But biking goes beyond trails, and it isn't just for the elite with a Trek racer. Any Schwinn from St. Vincent DePaul's and an assertive pavement-claiming attitude will put you on any road, at any time, to any place your legs can pedal you.

Maybe this means forfeiting a weekly migration to a South County mall, one that unleashes clouds of carbon dioxide into the air. A huge part of sustainability is staying local.

Americans spend more time than any other people in their cars: The drive of sprawling capitalism has us fleeing to suburban oases far from where we actually work and play; strips of dead commerce line the drive out to the county, where families huddle in uninspired homes and warn their children of the dread city that lies at the terminus of Highway 40.

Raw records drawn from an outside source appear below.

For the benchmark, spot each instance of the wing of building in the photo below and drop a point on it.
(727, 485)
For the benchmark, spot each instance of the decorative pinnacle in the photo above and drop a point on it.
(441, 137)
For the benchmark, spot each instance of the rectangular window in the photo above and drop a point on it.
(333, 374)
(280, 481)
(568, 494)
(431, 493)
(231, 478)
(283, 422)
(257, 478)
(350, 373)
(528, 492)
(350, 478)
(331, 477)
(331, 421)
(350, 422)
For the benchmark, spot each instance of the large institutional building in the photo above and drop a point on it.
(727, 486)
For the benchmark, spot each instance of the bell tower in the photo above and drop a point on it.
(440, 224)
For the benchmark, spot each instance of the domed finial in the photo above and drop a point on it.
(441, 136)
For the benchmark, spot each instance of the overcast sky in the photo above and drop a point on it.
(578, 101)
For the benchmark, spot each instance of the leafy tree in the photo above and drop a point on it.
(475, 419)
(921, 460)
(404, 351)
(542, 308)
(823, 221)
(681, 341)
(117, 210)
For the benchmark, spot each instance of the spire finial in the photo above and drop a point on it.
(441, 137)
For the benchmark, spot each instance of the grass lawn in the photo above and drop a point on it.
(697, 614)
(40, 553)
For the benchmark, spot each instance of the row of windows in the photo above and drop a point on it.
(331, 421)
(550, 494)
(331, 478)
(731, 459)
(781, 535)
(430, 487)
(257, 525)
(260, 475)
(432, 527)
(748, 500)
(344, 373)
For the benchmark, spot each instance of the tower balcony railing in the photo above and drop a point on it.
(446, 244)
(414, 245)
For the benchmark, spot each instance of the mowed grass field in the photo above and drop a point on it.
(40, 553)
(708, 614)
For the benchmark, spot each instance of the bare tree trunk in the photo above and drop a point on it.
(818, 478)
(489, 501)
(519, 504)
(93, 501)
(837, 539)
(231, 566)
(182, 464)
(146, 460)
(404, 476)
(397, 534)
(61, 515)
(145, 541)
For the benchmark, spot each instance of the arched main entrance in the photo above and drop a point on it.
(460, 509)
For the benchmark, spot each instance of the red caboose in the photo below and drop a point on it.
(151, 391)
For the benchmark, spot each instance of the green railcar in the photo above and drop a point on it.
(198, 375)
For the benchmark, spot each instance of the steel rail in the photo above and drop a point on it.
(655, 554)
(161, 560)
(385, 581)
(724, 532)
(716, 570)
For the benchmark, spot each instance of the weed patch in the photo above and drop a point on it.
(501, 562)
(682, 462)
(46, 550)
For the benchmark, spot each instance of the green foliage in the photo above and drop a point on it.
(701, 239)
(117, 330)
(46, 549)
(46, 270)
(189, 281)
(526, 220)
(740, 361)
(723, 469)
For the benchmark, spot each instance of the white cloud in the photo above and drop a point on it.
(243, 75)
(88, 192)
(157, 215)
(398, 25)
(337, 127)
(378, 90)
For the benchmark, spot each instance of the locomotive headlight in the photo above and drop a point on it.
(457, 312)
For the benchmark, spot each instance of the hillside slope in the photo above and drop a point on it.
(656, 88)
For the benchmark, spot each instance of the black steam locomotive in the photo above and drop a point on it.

We've been getting away-from people, from real urban centers, isolating ourselves in communities that spring up overnight with a cheap, uniform bigness that tackles the once-fresh earth.

We are not local people anymore. We are a people that barely feel the sun's warmth on our way from our homes to our cars, from our cars to our schools. Our communities are online, our connections not bound to trees and people around us but to buildings and shops miles away.

We are scattered; we are stealing fuel from the planet so that we can be as far from each other as possible, so that we can drive our big cars to our distant jobs. And it is obvious that the world is paying for this frantic expansion with pollution clouds and rising waters and snowstorms on Easter.

I see biking as a way to get local. I see it as redemptive. For me, biking is openness. It is being exposed to the buildings and neighborhoods that make up St. Louis. Biking is freedom: It is feeling the wind of the streets and actually getting outside, under the real earth's sky and not the claustrophobic shade of a car roof. It is feeling your heart beat as you race down the pavement, light without the burden of pollution coughing out behind you.

Existing solely on campus without ever venturing out, except to more remote places via car and fossil fuel, breeds ignorance and disconnection. We will never feel obligated to the well being of our immediate environment if we blind ourselves to it. Biking is a way to release our tenuous grasp on Iggy's, the Billiken Club and dorm rooms and become connected with the city that we are a part of. It helps foster an appreciation of where we are, and helps us develop a greater consciousness of how we fit into our surroundings.

This is something integral, I believe, to staying human in this ever-fragmenting place. The road toward sustainability will be a long one.

I, for one, will be traveling it by bicycle.


Roberta Singer is a sophomore in the College of Arts and Sciences.